Sean-Joseph Choo is a multi-ethnic, multi-hyphenate Hawai'i-based artist, from Honolulu. He's the Lead Steward and Head Jester of Kamamo House, an artist cultivation organization, theatre collective, and podcast. Sean's play, otou-san was aided in development by mentor, director and playwright Chay Yew. The play won highest marks in the 2021 Creative Lab Hawai'i Playwrights Immersive Program. His dark comedic one-act play, tourist shell shock, based on the Urashima Taro myth, was developed in partnership with The Skeleton Rep, and had a premiere in New York, June 2022. Sean's one-man show, i love my AAPI grandparents! premiered at Pan Asian Repertory Theatre's NuWorks 2022 earlier this summer.

As a company actor at Honolulu Theatre for Youth, Sean has helped devise numerous shows over the six seasons he worked with the company including co-producing, co-writing, composing, and co-directing "Da Holidays" episode of The HI Way, which won a Regional Emmy in the category of Arts/ Entertainment-Long Form Content.

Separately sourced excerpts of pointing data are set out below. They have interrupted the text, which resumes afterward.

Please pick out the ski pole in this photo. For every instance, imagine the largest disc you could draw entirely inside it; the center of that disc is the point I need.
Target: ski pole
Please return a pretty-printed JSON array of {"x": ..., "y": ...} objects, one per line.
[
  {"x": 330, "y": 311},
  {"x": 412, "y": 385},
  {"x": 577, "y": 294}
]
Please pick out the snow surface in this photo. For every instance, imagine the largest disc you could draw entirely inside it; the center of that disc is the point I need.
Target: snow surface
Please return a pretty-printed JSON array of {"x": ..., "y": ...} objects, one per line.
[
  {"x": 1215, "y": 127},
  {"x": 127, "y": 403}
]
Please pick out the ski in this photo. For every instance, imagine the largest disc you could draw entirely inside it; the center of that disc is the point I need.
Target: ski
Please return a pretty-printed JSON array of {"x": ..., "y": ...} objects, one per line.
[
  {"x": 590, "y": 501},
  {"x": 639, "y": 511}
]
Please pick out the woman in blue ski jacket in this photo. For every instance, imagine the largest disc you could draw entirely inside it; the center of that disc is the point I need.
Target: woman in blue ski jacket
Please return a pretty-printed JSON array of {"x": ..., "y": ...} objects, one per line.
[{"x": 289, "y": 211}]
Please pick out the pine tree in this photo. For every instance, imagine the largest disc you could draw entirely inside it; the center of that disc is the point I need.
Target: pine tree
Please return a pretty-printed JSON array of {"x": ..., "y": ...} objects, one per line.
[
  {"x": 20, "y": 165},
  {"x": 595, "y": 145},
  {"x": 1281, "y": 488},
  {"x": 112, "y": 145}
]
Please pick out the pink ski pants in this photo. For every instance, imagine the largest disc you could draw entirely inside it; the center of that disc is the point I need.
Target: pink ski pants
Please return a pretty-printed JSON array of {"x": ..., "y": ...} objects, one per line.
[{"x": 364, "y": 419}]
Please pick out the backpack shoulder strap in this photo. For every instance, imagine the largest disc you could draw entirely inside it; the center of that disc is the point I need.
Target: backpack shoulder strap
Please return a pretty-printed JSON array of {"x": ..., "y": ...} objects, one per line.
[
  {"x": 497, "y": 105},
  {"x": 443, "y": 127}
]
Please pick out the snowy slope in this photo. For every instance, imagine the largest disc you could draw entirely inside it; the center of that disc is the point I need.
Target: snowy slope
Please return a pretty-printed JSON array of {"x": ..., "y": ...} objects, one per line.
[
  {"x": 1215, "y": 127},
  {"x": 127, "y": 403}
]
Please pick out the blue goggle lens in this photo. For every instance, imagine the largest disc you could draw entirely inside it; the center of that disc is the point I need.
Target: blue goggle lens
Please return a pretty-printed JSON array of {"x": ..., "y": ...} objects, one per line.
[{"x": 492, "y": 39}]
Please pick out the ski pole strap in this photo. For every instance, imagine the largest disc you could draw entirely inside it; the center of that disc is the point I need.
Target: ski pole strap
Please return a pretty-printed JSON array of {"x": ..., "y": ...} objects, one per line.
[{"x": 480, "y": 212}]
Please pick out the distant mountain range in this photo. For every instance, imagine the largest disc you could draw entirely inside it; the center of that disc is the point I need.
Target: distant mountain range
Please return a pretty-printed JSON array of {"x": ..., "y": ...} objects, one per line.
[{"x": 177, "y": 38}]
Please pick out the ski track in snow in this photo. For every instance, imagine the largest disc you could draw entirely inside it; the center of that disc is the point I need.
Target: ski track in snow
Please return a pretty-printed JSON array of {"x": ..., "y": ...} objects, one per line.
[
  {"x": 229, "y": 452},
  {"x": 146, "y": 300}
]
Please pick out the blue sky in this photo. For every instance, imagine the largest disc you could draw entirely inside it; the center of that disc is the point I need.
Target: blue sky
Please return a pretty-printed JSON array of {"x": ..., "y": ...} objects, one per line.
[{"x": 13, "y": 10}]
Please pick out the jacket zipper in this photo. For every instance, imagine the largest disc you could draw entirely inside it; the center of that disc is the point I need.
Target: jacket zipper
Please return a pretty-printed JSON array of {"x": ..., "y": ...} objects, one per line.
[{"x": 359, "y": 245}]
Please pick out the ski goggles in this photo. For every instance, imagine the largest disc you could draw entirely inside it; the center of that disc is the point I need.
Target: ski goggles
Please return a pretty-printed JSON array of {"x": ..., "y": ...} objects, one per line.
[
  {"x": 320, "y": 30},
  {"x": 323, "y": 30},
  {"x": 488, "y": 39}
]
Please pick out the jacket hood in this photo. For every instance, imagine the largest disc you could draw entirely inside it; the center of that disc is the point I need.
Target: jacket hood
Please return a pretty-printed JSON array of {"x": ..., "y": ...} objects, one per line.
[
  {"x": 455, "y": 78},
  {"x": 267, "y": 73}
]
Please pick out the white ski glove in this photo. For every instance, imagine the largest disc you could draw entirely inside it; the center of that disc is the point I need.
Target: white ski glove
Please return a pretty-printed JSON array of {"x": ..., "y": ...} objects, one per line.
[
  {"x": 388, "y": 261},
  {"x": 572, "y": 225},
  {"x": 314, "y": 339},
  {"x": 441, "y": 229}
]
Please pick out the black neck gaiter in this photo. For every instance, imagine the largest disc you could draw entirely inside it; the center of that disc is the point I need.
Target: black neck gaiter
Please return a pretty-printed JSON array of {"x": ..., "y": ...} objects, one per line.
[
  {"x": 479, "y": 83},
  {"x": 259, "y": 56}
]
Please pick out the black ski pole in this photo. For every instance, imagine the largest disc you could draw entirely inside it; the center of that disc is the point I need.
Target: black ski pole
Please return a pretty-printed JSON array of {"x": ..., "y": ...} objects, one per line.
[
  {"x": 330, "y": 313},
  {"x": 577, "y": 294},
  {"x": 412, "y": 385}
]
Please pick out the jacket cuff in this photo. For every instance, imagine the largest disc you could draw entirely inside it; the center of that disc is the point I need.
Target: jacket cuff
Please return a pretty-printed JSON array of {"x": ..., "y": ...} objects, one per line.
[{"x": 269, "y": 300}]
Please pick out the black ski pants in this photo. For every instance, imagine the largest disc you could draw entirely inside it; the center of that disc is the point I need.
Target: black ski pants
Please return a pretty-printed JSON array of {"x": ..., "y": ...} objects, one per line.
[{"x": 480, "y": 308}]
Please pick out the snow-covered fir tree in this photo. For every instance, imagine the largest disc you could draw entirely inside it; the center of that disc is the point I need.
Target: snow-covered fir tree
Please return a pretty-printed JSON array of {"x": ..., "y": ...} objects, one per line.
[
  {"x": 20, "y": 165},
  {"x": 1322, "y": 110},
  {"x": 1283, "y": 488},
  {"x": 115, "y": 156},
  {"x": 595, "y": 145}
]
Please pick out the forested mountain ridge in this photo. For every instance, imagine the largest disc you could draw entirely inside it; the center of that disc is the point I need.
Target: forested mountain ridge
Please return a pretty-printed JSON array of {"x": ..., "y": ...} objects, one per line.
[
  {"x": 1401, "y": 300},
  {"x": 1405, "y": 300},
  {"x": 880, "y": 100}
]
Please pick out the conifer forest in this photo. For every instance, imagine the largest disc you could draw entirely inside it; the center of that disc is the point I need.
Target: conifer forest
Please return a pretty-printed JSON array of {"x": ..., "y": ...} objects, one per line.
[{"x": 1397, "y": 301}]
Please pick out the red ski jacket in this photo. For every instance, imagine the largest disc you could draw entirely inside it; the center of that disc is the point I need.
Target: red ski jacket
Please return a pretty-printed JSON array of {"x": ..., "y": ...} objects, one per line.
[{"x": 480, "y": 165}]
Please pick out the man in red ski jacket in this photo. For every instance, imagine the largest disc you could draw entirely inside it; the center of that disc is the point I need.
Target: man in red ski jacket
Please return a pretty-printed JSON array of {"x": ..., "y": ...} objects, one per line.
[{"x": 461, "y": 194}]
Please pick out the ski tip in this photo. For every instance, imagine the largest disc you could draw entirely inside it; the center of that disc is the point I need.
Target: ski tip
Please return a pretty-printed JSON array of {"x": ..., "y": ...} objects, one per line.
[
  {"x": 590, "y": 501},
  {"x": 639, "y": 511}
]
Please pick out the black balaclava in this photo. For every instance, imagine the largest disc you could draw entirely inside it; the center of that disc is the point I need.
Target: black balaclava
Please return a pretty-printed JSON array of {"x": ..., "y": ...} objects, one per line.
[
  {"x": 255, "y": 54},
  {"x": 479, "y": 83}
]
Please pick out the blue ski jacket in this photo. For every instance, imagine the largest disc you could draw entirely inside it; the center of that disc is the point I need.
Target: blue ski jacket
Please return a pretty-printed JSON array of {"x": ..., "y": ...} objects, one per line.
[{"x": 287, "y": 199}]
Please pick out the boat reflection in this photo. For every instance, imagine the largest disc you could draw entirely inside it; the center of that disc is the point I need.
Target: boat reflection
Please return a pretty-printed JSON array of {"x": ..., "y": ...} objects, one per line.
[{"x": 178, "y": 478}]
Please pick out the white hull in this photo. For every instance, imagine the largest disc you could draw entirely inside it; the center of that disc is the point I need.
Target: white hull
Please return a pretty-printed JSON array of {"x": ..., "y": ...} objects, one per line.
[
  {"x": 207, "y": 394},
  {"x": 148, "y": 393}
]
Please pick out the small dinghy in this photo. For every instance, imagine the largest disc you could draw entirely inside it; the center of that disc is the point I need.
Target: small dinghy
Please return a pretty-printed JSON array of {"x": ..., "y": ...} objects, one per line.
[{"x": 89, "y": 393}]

His sketch, improv, and musical comedy work has been featured at the Hawaii Comedy Festival. Sean regularly performs his one-man musical improv show, Sean Choo's CD Release Party with improvhi. He also recently gotten into clowning, and has taken workshops with Aitor Basauri, Noah Bremer, and Virginia Scott.

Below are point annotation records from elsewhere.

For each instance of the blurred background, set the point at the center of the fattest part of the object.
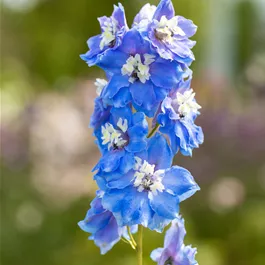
(47, 150)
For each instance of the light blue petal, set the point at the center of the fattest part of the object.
(116, 83)
(134, 43)
(129, 206)
(165, 8)
(180, 182)
(165, 74)
(159, 152)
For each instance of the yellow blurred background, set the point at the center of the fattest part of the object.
(47, 150)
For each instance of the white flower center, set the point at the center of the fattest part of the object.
(185, 103)
(146, 178)
(108, 36)
(114, 138)
(166, 29)
(136, 69)
(100, 84)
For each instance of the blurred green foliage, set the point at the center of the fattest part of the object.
(40, 53)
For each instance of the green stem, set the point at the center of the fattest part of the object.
(133, 243)
(153, 131)
(140, 246)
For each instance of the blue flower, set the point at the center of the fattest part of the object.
(102, 226)
(178, 113)
(168, 34)
(138, 75)
(112, 31)
(119, 138)
(144, 17)
(150, 193)
(174, 251)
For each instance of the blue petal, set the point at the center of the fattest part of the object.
(159, 153)
(95, 222)
(119, 15)
(158, 223)
(122, 98)
(100, 114)
(127, 162)
(187, 26)
(91, 56)
(180, 182)
(116, 83)
(108, 236)
(144, 96)
(134, 43)
(165, 8)
(112, 61)
(129, 206)
(111, 160)
(123, 113)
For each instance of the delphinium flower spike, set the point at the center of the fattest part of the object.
(147, 75)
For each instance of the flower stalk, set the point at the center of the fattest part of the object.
(140, 246)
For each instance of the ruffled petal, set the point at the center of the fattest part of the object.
(134, 43)
(111, 160)
(165, 74)
(129, 206)
(112, 61)
(187, 26)
(119, 15)
(165, 8)
(159, 153)
(108, 236)
(179, 181)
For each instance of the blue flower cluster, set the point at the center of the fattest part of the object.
(147, 76)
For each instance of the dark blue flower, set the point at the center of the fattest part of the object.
(138, 74)
(169, 34)
(174, 251)
(102, 226)
(150, 193)
(112, 31)
(119, 138)
(178, 113)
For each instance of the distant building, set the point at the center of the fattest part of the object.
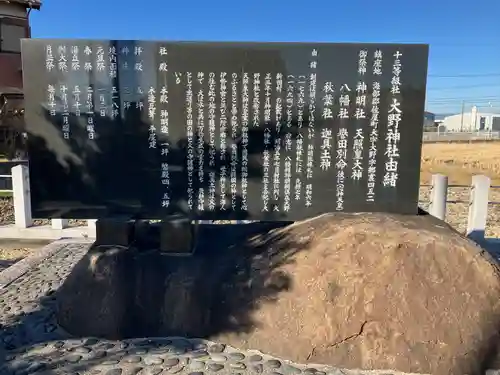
(472, 121)
(429, 119)
(14, 25)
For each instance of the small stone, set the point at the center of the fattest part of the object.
(134, 371)
(34, 367)
(91, 341)
(58, 344)
(50, 328)
(199, 354)
(218, 358)
(257, 368)
(215, 367)
(98, 354)
(255, 358)
(171, 361)
(200, 346)
(273, 363)
(217, 348)
(146, 342)
(177, 350)
(158, 350)
(82, 350)
(109, 362)
(238, 366)
(150, 361)
(132, 359)
(291, 370)
(237, 356)
(73, 358)
(152, 371)
(197, 365)
(176, 370)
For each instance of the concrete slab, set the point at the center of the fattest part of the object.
(45, 232)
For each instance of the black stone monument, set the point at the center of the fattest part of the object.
(226, 131)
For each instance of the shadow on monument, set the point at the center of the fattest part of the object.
(124, 293)
(118, 293)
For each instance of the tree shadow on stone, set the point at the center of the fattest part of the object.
(120, 294)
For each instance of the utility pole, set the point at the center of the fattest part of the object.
(462, 117)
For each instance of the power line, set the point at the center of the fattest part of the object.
(466, 98)
(465, 75)
(462, 87)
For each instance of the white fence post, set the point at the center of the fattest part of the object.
(439, 195)
(91, 227)
(478, 207)
(59, 223)
(21, 195)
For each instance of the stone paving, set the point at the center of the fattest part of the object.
(32, 343)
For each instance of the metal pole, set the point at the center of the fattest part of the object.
(462, 117)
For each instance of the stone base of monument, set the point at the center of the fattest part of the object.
(175, 235)
(369, 291)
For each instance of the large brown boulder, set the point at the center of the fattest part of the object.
(371, 291)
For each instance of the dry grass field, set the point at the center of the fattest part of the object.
(460, 161)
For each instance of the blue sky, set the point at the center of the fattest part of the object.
(464, 36)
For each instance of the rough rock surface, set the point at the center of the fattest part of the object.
(371, 291)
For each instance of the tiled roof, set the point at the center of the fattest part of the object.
(35, 4)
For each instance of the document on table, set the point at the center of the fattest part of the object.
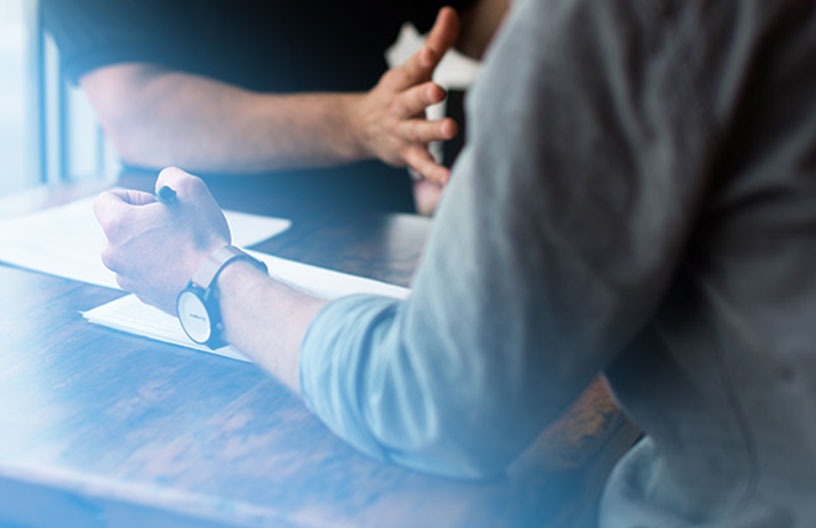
(67, 241)
(128, 314)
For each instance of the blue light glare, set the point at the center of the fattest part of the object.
(12, 95)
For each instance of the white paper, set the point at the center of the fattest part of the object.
(128, 314)
(67, 241)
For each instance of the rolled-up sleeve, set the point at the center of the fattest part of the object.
(557, 238)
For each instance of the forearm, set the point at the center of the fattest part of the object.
(175, 118)
(265, 319)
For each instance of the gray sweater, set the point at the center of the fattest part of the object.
(638, 197)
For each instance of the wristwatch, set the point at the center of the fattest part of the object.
(197, 304)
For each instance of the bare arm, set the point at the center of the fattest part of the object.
(479, 23)
(158, 117)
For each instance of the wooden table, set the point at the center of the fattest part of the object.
(103, 428)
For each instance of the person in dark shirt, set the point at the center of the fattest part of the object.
(269, 86)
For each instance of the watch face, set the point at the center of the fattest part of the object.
(194, 317)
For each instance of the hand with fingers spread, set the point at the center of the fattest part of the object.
(390, 120)
(155, 248)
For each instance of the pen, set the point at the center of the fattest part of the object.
(166, 195)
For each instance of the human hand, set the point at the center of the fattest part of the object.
(390, 119)
(155, 248)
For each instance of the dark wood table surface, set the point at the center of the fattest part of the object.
(100, 428)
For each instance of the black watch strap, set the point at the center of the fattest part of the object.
(203, 285)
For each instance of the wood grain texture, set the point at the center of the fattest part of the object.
(103, 428)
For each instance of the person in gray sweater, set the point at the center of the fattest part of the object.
(637, 198)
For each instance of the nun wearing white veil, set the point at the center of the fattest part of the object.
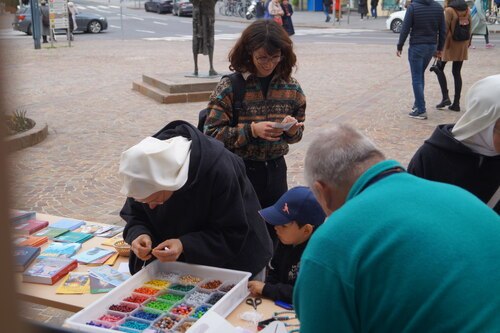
(467, 154)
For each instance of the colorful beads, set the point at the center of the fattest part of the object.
(93, 323)
(182, 310)
(189, 279)
(110, 318)
(122, 308)
(172, 277)
(146, 290)
(136, 299)
(182, 328)
(200, 311)
(213, 284)
(159, 305)
(159, 284)
(171, 297)
(145, 315)
(166, 322)
(227, 287)
(180, 287)
(196, 297)
(135, 324)
(215, 298)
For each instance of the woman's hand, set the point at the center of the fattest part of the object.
(293, 130)
(141, 246)
(255, 287)
(169, 250)
(266, 131)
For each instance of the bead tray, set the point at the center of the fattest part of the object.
(157, 271)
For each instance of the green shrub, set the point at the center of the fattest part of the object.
(18, 122)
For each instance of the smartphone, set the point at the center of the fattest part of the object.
(284, 126)
(284, 305)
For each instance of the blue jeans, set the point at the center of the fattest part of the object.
(419, 57)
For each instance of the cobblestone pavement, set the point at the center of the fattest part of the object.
(84, 94)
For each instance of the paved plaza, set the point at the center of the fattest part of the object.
(84, 94)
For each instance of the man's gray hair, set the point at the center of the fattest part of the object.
(339, 155)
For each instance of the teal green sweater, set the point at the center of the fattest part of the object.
(404, 255)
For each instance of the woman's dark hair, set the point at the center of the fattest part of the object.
(270, 36)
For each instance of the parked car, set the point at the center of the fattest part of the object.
(159, 6)
(86, 22)
(395, 21)
(182, 8)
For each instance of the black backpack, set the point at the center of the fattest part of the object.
(238, 84)
(462, 27)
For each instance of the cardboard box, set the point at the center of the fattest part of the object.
(223, 307)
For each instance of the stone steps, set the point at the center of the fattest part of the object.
(176, 88)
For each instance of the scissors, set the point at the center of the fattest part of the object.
(255, 302)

Sean's other dramatic work on the page and with composition & sound design have been featured in productions put on by Playbuilders of Hawai'i, Kumu Kahua Theatre, and Hawaii Shakespeare Festival.

He is a member of the Dramatists Guild, ASCAP, the Consortium of Asian American Theaters & Artists, improvhi, and is founder of Kamamo House.

The Isle is Full of Noises

The Isle is Full of Noises is an identity play following William "Billy" Ka'iliha'o, a young Kanaka Maoli (Hawaiian) painter and university drop out. After having increasingly intense dreams where elemental spirits speak to him, Billy returns home to seek out answers from his culture and his 'ohana. But home becomes a place of conflict, when Billy inherits a portrait that everyone wants for their own. Legacy, colonization, and the artists' connection with nature are explored in this dreamy family drama.

About Moki Bear Eagle/IGMU kiŋ na PAHA kiŋ

Hau mitakuyepi [hello relatives].

My name is Moki Bear Eagle, and I am an Oglala Lakota, raised from the Pine Ridge Indian Reservation of South Dakota. I am currently a professor at our tribal college. I originally began performing arts to overcome social anxiety, and I instantly found a love for performing. Yet I struggled to find stories and roles representative of my community from our own voice, so I decided to write them myself. I have performed these stories through theater in my community, and I am now on a journey to see these stories come to life not only in theater, but TV, film, and animation as well.

IGMU kiŋ na PAHA kiŋ

Tensions are skyrocketing in 1890 as the United States looks to make a statement against a peacefully surrendering band of the Lakota tribe. Amidst this, a young black cat is befriended by a young Lakota girl and finds himself intertwined with an important destiny.